We did initially consider designs with a fixed signer set that also allowed anyone to participate in the signing ceremony as a volunteer. But this turns out to be non-trivial and doesn’t actually improve trust assumptions: griefing a MuSig2 signing ceremony is easy, and there’s no way for the rollup to verify that all volunteer signers were actually included. So the attack I mentioned earlier is still possible.

Yes I’m aware of the disconnect in terms of who exits a coin. That doesn’t affect my point about openness of signing committee, size, participation etc. The whole point of my OP is that my risk as a user is not only my own exit but others’, too. Similarly, my defense, if I have one, is a broad enough participation in the covenant emulation that I can be convinced that 1 of n is strong enough. I think it is strong enough in practice in a one-time-then-delete scenario, with open participation. With both of those being false: not one-time-only signing rights, not open participation, I think it is orders of magnitude weaker and you may as well just use a multisig federation for everything (I might be convinced that’s not literally true … but it seems pretty close!).

We did initially consider designs with a fixed signer set that also allowed anyone to participate in the signing ceremony as a volunteer. But this turns out to be non-trivial and doesn’t actually improve trust assumptions: griefing a MuSig2 signing ceremony is easy, and there’s no way for the rollup to verify that all volunteer signers were actually included. So the attack I mentioned earlier is still possible.

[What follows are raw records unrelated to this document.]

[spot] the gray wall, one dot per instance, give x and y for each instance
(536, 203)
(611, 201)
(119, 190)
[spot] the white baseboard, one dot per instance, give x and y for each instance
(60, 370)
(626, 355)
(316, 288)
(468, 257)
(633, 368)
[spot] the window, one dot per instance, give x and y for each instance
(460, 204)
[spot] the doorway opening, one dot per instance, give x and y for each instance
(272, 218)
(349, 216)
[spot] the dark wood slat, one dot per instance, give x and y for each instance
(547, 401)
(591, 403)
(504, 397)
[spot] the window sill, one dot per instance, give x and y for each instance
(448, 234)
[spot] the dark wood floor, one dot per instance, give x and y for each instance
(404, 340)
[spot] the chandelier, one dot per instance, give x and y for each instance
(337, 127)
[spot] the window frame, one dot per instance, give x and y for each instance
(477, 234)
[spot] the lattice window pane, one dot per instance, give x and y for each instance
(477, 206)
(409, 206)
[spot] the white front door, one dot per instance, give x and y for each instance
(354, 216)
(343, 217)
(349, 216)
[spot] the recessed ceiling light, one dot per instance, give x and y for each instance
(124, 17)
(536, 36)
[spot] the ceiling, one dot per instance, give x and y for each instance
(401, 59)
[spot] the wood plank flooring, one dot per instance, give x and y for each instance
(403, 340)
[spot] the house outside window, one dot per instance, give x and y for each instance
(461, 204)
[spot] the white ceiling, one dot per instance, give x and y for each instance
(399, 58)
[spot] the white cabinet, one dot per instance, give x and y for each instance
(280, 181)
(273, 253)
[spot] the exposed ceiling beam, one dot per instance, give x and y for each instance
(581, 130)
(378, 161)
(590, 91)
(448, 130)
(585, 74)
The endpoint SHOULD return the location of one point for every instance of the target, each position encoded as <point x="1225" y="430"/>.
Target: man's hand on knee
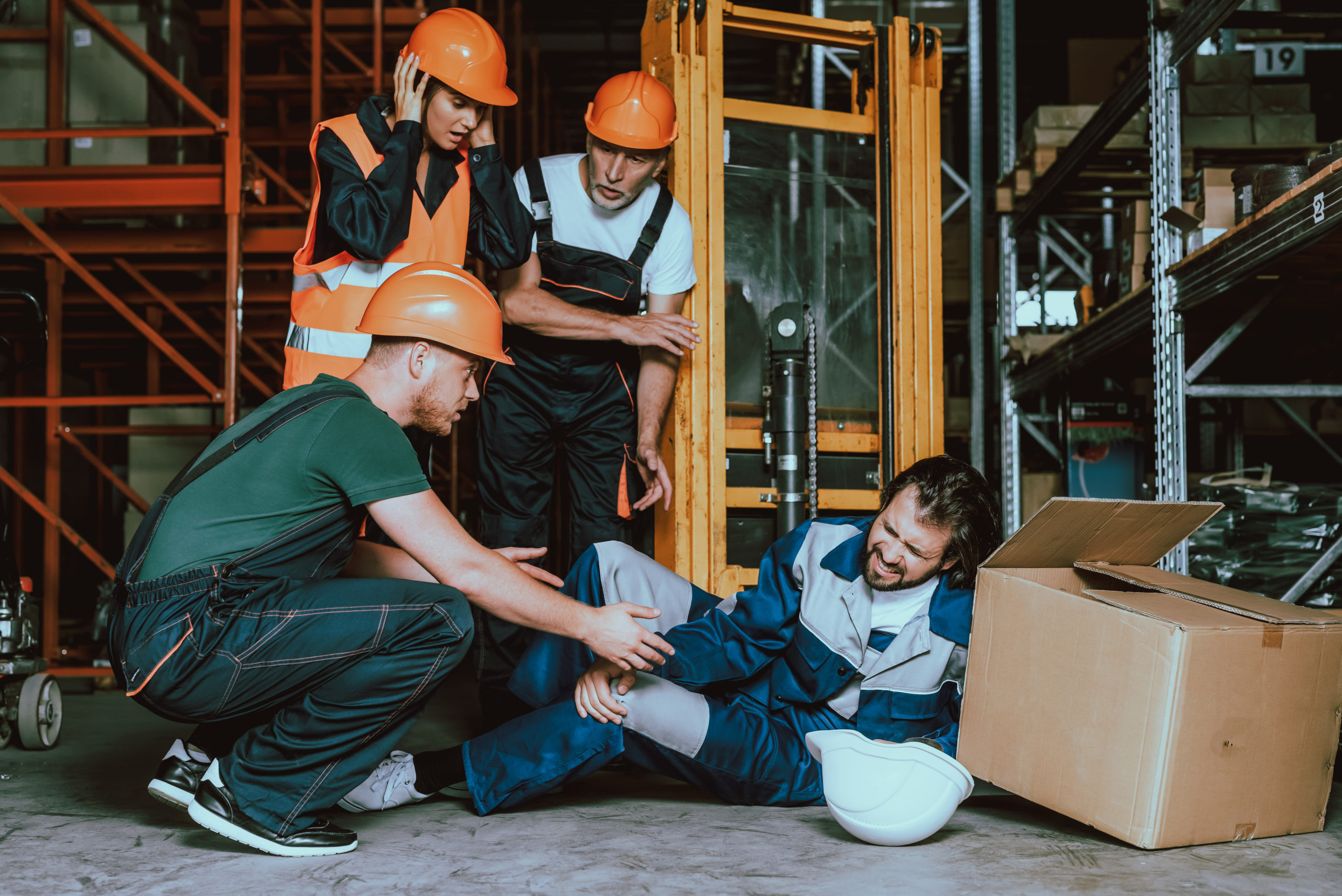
<point x="614" y="633"/>
<point x="592" y="695"/>
<point x="518" y="554"/>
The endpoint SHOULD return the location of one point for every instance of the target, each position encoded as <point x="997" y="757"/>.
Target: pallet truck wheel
<point x="39" y="713"/>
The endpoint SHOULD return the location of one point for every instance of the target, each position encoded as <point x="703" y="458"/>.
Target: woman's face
<point x="450" y="118"/>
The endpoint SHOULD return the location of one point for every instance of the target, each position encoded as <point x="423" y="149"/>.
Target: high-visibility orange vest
<point x="329" y="298"/>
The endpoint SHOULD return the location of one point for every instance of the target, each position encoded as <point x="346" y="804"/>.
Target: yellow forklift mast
<point x="818" y="246"/>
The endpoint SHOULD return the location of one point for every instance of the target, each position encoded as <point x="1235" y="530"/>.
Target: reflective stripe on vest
<point x="343" y="345"/>
<point x="329" y="297"/>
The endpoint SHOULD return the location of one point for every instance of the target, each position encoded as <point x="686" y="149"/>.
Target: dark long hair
<point x="953" y="495"/>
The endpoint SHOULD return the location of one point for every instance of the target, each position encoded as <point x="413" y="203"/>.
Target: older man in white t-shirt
<point x="593" y="325"/>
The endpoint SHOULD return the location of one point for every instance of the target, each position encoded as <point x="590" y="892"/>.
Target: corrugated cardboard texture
<point x="1255" y="736"/>
<point x="1093" y="529"/>
<point x="1227" y="599"/>
<point x="1067" y="703"/>
<point x="1159" y="719"/>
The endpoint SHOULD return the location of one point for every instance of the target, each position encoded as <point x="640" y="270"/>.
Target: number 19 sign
<point x="1279" y="61"/>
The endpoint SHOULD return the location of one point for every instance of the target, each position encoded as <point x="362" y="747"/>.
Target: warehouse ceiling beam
<point x="121" y="308"/>
<point x="117" y="37"/>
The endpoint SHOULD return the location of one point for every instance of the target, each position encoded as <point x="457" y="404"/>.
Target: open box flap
<point x="1225" y="599"/>
<point x="1170" y="608"/>
<point x="1067" y="530"/>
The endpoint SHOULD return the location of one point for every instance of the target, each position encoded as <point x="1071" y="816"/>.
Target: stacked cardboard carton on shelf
<point x="1223" y="106"/>
<point x="1211" y="199"/>
<point x="1269" y="537"/>
<point x="1160" y="709"/>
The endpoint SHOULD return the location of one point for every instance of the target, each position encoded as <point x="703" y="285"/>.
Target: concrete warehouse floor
<point x="77" y="820"/>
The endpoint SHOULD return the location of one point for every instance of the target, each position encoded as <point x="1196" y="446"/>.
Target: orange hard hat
<point x="465" y="53"/>
<point x="634" y="111"/>
<point x="442" y="304"/>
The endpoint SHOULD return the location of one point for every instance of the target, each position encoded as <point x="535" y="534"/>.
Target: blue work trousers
<point x="729" y="745"/>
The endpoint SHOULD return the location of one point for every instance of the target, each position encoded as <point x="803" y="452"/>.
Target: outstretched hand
<point x="593" y="694"/>
<point x="520" y="554"/>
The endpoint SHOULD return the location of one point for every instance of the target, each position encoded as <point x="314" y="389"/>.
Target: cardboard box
<point x="1136" y="218"/>
<point x="1216" y="208"/>
<point x="1279" y="100"/>
<point x="1159" y="709"/>
<point x="1218" y="131"/>
<point x="1283" y="131"/>
<point x="1216" y="100"/>
<point x="1231" y="69"/>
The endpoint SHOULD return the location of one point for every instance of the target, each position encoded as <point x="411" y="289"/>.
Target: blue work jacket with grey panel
<point x="803" y="636"/>
<point x="752" y="675"/>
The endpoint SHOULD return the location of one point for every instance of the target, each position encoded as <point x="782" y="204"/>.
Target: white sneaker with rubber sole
<point x="391" y="785"/>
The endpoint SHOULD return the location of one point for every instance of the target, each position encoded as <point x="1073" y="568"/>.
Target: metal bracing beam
<point x="54" y="520"/>
<point x="1166" y="244"/>
<point x="116" y="35"/>
<point x="1230" y="336"/>
<point x="1309" y="431"/>
<point x="965" y="192"/>
<point x="1078" y="268"/>
<point x="977" y="417"/>
<point x="1314" y="573"/>
<point x="97" y="463"/>
<point x="1029" y="426"/>
<point x="121" y="308"/>
<point x="1259" y="391"/>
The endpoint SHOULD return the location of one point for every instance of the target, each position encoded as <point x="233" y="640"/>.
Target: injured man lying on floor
<point x="856" y="624"/>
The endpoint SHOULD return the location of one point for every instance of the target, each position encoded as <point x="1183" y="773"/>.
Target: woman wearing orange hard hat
<point x="413" y="177"/>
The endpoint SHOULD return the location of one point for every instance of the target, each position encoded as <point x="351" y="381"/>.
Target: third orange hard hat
<point x="442" y="304"/>
<point x="634" y="111"/>
<point x="465" y="53"/>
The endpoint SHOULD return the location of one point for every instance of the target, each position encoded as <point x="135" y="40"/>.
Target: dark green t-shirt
<point x="344" y="451"/>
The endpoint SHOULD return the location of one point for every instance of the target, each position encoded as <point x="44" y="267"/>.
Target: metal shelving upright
<point x="1283" y="254"/>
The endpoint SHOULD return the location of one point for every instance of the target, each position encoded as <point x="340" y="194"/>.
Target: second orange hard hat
<point x="465" y="53"/>
<point x="634" y="111"/>
<point x="442" y="304"/>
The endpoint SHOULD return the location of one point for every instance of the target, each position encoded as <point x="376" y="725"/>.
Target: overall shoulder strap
<point x="193" y="471"/>
<point x="653" y="230"/>
<point x="540" y="202"/>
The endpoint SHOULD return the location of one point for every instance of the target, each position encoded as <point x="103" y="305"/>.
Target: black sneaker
<point x="178" y="777"/>
<point x="215" y="809"/>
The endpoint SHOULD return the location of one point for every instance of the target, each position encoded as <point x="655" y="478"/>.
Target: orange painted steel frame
<point x="686" y="56"/>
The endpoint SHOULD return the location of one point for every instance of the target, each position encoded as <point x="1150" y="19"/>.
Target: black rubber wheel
<point x="39" y="713"/>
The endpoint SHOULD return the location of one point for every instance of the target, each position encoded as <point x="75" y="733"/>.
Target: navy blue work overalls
<point x="560" y="391"/>
<point x="301" y="683"/>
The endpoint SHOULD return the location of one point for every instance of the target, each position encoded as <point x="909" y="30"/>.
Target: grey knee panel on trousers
<point x="666" y="714"/>
<point x="629" y="576"/>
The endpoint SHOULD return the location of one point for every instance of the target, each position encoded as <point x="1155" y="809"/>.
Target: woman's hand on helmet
<point x="483" y="132"/>
<point x="410" y="100"/>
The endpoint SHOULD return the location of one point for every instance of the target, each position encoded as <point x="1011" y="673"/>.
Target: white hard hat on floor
<point x="890" y="794"/>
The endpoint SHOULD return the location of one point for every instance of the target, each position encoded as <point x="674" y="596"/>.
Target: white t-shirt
<point x="892" y="611"/>
<point x="580" y="222"/>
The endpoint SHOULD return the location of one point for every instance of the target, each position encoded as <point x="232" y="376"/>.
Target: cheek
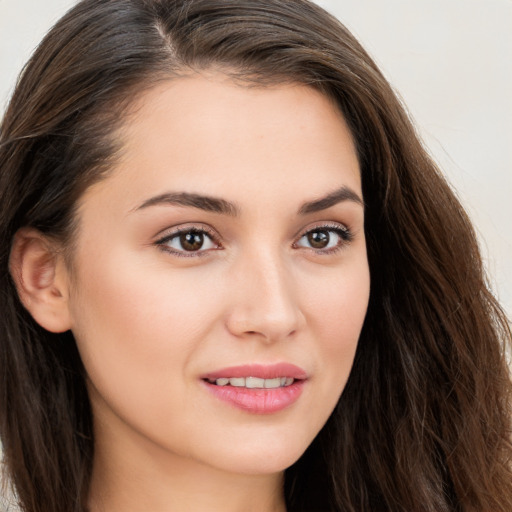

I mean, ROAST exists for this very reason. And I think (though I’d have to search a bit) there have been other proposals for similar robust co-signing protocols.

You might say “ROAST is not battle tested/implemented” (I don’t know), but that brings me to:

Bear in mind: I am not saying that ‘the absence of these other features is not OK’ or ‘the presence of this particular simplified safety valve is not OK’. There’s a reason I opened my post with a reference from the Clementine whitepaper: it’s your design, not only your current implementation, that says an always-live signing committee has the right to exit the coins at any time. (So in that sense the “implementation” section of this forum was the wrong one?). I don’t understand why this design is interesting. The BitVM mechanics appear to be largely cosmetic; the system as a whole does not inherit trust from it because it can (and usually will) simply be bypassed.

Back to some details:

there’s no way for the rollup to verify that all volunteer signers were actually included.

That’s not a good reason to remove openness imo. As I mentioned, you can have real world identities sign over participation; if you don’t see enough evidence that the quorum is heterogeneous you can choose to stop participating. It’s imperfect but it’s vastly better than a closed set which is open to concentrated attack, targetting all coins, over arbitrarily long time.

Also you wrote this in the earlier post. I didn’t respond, but I should have: that doesn’t address the question, surely: “signers verify” means you’re trusting the signers. That’s what we’re discussing (what I’m saying is not really OK).